Ilmu
Faraidh termasuk ilmu yang paling mulia tingkat bahayanya, paling tinggi
kedudukannya, paling besar ganjarannya, oleh karena pentingnya, bahkan sampai
Allah sendiri yang menentukan takarannya, Dia
terangkan jatah harta warisan yang didapat oleh setiap ahli waris, dijabarkan
kebanyakannya dalam beberapa ayat yang jelas, karena harta dan pembagiannya
merupakan sumber ketamakan bagi manusia, sebagian besar dari harta warisan
adalah untuk pria dan wanita, besar dan kecil, mereka yang lemah dan kuat,
sehingga tidak terdapat padanya kesempatan untuk berpendapat atau
berbicara dengan hawa nafsu. Oleh sebab itu Allah-lah yang langsung mengatur
sendiri pembagian serta rincianya dalam Kitab-Nya, meratakannya diantara
para ahli waris sesuai dengan keadilan serta maslahat yang Dia ketahui.
I. Pentingnya
Ilmu Faraidh
1.
Ilmu faraidh
adalah setengah dari ilmu yang primer (utama) untuk dipelajari.
2.
Mempelajari
ilmu Faraidh mengandung ratusan kebajikan.
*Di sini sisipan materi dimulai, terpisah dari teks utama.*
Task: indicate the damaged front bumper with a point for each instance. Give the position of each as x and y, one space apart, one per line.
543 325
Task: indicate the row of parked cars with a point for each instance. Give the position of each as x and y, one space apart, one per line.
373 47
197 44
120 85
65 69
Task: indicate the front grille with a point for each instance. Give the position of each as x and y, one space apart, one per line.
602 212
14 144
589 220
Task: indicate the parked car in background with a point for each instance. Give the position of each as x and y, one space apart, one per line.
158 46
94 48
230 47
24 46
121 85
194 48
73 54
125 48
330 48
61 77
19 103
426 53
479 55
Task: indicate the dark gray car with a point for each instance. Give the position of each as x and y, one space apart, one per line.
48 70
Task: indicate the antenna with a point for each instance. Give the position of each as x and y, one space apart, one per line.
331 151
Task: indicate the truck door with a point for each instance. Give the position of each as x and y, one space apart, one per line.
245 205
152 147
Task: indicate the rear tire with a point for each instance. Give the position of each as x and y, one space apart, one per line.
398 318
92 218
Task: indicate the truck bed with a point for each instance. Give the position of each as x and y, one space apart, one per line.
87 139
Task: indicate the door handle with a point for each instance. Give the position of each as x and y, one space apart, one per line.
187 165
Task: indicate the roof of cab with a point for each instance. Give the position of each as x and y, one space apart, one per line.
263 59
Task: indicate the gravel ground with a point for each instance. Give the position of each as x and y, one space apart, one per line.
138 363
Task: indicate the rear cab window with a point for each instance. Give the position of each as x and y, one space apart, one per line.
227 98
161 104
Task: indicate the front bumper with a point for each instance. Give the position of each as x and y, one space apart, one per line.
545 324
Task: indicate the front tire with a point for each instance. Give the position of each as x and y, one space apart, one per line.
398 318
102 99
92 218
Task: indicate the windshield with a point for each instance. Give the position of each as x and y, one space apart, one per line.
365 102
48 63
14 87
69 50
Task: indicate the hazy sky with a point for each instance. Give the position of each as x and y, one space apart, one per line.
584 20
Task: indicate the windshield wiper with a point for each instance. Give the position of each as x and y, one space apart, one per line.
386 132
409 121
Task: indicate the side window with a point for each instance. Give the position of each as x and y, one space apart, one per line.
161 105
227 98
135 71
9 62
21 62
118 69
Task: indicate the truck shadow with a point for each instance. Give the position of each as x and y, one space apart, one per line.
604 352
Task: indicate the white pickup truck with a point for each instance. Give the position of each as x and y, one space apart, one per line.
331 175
Al-Futuhiy: “..Mempelajari
satu masalah dalam ilmu faraidh mempunyai ratusan kebajikan, sedangkan
selainnya hanya sepuluh kebajikan…”
3.
Allah
Subhanahu wa Ta’ala secara langsung (tidak melalui Nabi & Rasul)
menjelaskan ilmu Faraidh secara rinci kepada umat manusia (dalam
Al-Qur`an).Ini seperti tercatat dalam salah satu
sabda Rasulullah Shallallahu ‘Alaihi wa Sallam: “Sesungguhnya Allah
Subhanhu wa Ta’ala tidak mewakilkan pembagian harta waris kalian kepada seorang
Nabi atau Rasul-Nya maupun raja yang luhur, tetapi Dia menguasakan
penjelasannya sehingga membaginya dengan sejelas-jelasnya” Allah
Subhanhu wa Ta’ala juga menjelaskan ilmu Faraidh sedemikian rinci, lengkap
dengan rumus pembagian warisan, syarat-syarat ahli waris, dan
sekurang-kurangnya ada 9 ayat yang menjelaskan masalah faraidh secara panjang
lebar dan rinci dalam Al-Qur`an.
4.
Ilmu Faraidh
adalah ilmu yang pertama kali dicabut sebelum Kiamat tiba.
5.
Penyebab
munculnya dunia yang dipenuhi fitnah Sabda
Rasulullah Shallallahu ‘Alaihi wa Sallam: “Pelajarilah ilmu faraidh
serta ajarkanlah kepada orang-orang, karena aku adalah orang yang akan
direnggut (mati), sedang ilmu itu angkat diangkat dan fitnah akan tampak,
sehingga dua orang yang bertengkar tentang pembagian warisan, mereka berdua
tidak menemukan seorangpun yang sanggup melerai mereka” (HR. Imam
Ahmad, At-Tirmidzi, Al-Hakim)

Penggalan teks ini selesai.